Background

Total knee arthroplasty (TKA) is one of the most common inpatient elective surgeries worldwide. There are approximately 700,000 procedures performed per year in the United States, and surgical rates are comparable in many European countries (120–200 per 100,000 people) [1, 2]. Despite the prevalence of TKA, there is little agreement in the clinical community regarding postoperative care and rehabilitation [3,4,5]. Rehabilitation practices vary widely by clinical site, and the content and goals of therapy are based largely on clinicians’ experience and intuition [3]. Postoperative protocols typically indicate recovery milestones based on the expected clinical course for the average person, but surgical populations are heterogeneous [6,7,8]. Fundamentally, clinicians and patients lack an evidence-based framework by which to judge individual patients’ recovery following TKA surgery, thus impeding efforts to advance personalized or patient-centered treatment approaches for this elective surgery.

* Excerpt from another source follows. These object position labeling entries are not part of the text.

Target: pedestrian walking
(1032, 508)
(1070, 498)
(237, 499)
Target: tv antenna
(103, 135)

Reference charts are commonly used in healthcare settings to assist in monitoring patients’ progress and to inform clinical decisions at the level of the individual patient. The concept of monitoring the clinical course and adapting treatment decisions according to observations at the individual level has been promoted in psychotherapy [9, 10], in patients with chronic disease [11], and more recently in research designs (one-person trials) [12]. In rehabilitation, reference charts have been proposed as a means of assessing patients’ response to preoperative inspiratory muscle training [13]. The key concept in all cases is to base clinical decisions on the comparison of individual-level observations to an evidence-based reference [14].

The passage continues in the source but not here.